Picture an interpreter at a conference: she first listens to a full sentence, distills it into a single idea, then rephrases it in another language. This is precisely the principle of the encoder-decoder architecture, a foundational deep-learning blueprint for turning an input sequence into an output sequence of a different length.
Two modules, one bridge
The architecture splits into two complementary blocks:
- The encoder reads the input sequence (words, pixels, audio samples) and compresses it into a dense internal representation called the context vector or latent state.
- The decoder starts from that representation and generates the output sequence one element at a time, conditioned on what it has already produced.
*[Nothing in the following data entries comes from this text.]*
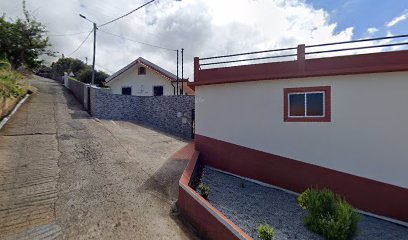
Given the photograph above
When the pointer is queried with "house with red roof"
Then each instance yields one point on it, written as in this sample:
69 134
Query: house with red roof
144 78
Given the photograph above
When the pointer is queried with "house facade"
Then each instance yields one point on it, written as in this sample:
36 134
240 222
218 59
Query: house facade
144 78
338 122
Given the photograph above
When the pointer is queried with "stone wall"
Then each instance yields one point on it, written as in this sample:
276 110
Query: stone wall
171 114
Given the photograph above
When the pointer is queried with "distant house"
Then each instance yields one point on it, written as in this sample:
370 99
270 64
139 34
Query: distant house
144 78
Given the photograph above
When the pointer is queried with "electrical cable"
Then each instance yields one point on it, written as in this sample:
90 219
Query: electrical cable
63 35
148 44
127 14
82 43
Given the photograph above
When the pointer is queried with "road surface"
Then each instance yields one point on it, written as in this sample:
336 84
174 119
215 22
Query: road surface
64 175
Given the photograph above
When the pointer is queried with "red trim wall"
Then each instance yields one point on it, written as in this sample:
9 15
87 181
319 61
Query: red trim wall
327 104
198 211
342 65
365 194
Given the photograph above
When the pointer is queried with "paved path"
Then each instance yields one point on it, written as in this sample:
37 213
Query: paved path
64 175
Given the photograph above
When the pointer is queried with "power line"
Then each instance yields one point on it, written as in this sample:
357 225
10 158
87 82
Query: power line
82 43
148 44
67 34
127 14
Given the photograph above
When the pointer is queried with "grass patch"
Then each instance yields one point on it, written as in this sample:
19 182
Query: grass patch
265 232
11 83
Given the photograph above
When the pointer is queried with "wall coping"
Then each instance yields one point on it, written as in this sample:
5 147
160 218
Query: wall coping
302 68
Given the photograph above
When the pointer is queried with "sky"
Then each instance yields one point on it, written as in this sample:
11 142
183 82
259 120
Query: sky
205 27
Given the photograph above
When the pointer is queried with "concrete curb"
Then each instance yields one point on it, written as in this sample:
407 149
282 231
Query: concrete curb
5 120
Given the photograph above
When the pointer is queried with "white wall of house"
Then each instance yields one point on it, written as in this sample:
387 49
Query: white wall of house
142 85
367 137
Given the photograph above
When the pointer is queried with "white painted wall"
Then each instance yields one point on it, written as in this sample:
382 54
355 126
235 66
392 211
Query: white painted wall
368 135
142 85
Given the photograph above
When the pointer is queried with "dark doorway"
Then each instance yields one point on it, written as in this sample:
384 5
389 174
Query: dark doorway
158 91
126 91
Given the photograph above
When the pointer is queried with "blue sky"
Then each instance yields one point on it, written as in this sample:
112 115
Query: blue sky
365 14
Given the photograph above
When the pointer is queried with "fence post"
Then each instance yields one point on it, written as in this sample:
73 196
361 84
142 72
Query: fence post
301 57
196 68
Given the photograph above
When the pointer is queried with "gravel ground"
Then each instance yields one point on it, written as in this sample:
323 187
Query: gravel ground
254 204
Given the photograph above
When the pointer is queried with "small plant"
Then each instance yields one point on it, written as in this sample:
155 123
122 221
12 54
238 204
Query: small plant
265 232
329 214
204 190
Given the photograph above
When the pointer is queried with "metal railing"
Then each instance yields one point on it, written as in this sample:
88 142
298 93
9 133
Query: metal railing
301 53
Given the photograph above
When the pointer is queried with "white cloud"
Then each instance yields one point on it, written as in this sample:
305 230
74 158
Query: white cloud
397 20
202 27
371 31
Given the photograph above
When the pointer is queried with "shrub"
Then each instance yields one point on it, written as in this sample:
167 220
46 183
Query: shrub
265 232
204 190
9 85
329 214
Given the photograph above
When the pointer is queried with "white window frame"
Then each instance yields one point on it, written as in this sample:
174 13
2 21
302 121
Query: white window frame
305 113
158 86
131 90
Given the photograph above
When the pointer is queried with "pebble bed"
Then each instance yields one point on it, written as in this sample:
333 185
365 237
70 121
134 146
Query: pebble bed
249 204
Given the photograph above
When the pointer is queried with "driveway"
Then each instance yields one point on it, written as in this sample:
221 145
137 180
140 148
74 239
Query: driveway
65 175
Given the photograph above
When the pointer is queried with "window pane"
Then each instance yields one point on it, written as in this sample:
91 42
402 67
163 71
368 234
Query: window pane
296 104
127 91
314 104
158 90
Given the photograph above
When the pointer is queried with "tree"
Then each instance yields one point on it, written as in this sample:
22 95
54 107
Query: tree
86 76
23 41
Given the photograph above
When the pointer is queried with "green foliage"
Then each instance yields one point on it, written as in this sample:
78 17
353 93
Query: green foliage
81 71
23 41
204 190
5 65
329 214
9 83
265 232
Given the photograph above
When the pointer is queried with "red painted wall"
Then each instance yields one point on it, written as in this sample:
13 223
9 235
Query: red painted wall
365 194
343 65
191 205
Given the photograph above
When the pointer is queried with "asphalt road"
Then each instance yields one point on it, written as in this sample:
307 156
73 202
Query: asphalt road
64 175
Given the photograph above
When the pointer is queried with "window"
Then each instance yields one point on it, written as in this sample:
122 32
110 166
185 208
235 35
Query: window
126 91
142 71
158 90
309 104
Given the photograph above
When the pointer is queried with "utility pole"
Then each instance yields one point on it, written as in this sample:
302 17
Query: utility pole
93 60
177 73
182 71
94 53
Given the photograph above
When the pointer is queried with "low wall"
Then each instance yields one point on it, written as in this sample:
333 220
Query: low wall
77 88
171 114
6 105
208 221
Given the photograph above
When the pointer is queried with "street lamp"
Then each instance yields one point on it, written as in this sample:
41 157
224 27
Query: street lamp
93 62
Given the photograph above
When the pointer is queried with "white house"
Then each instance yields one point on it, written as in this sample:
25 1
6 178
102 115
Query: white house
144 78
336 122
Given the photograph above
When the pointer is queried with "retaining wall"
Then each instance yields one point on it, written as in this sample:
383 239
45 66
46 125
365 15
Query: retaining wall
209 222
78 89
172 114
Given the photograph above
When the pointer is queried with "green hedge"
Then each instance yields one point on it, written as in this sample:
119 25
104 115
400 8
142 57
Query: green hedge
329 214
9 83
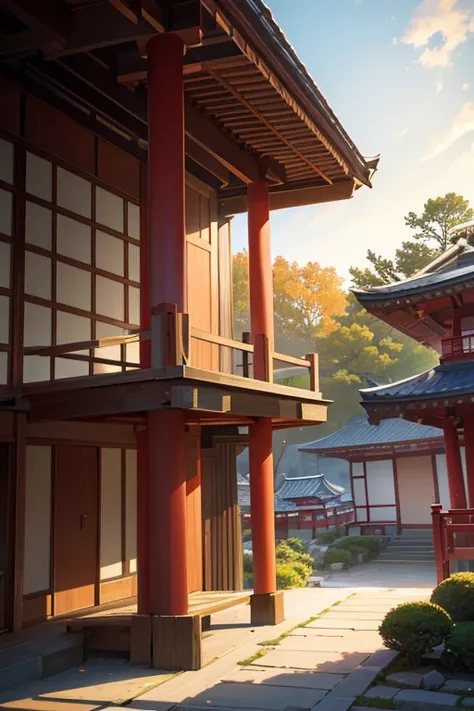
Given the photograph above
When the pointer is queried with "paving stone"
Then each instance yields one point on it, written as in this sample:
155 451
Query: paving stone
334 704
345 624
338 614
421 696
287 677
381 658
351 642
331 662
433 680
356 683
411 679
459 685
262 696
382 692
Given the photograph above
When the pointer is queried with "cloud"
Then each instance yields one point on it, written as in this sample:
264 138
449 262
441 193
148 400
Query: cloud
442 20
462 124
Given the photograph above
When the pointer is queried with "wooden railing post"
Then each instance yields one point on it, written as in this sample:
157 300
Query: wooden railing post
245 356
442 565
313 360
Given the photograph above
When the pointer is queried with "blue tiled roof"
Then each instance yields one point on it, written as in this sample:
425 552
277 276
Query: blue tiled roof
306 487
359 433
443 381
458 270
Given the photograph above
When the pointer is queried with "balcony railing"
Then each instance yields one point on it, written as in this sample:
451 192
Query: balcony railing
457 347
171 337
453 536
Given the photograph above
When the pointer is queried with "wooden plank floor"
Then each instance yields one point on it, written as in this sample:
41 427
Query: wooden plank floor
200 603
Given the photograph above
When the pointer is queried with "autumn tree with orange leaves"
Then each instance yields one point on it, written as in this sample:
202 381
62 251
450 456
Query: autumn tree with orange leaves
306 300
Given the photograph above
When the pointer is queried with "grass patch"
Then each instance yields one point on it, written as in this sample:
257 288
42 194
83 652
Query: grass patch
250 660
376 703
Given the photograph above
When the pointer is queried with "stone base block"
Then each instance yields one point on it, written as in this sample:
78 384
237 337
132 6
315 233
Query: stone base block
177 642
267 608
140 640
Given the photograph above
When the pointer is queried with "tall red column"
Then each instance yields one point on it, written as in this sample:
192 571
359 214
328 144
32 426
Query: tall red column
260 433
168 589
142 434
457 493
469 445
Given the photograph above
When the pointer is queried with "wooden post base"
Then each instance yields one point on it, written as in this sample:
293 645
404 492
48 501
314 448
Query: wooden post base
140 640
267 608
177 642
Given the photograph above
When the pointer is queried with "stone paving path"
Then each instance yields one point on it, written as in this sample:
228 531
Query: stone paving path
324 665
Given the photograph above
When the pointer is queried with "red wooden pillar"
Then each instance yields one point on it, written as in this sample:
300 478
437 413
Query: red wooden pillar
262 503
457 493
142 434
469 445
265 607
168 589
The flow can be summarised as:
$$ \mathbf{c} = f_{\text{enc}}(x_1, \dots, x_n) \qquad y_t = f_{\text{dec}}(\mathbf{c},\, y_1, \dots, y_{t-1}) $$
The attention breakthrough
Early versions (RNN/LSTM) squeezed the entire input into a single vector, creating a bottleneck for long sequences. The attention mechanism removed it: at each generation step, the decoder looks back at all encoder states and weights the relevant ones. This very idea gave rise to the Transformer in 2017.
Three major families
| Type | Encoder | Decoder | Typical use |
|---|---|---|---|
| Encoder-only | Classification, understanding (BERT) | ||
| Decoder-only | Text generation (GPT) | ||
| Encoder-decoder | Translation, summarisation (T5) |
This architecture powers machine translation, text summarisation, speech recognition, and image captioning.
Understand, then produce: the encoder-decoder is the backbone of sequence transformation.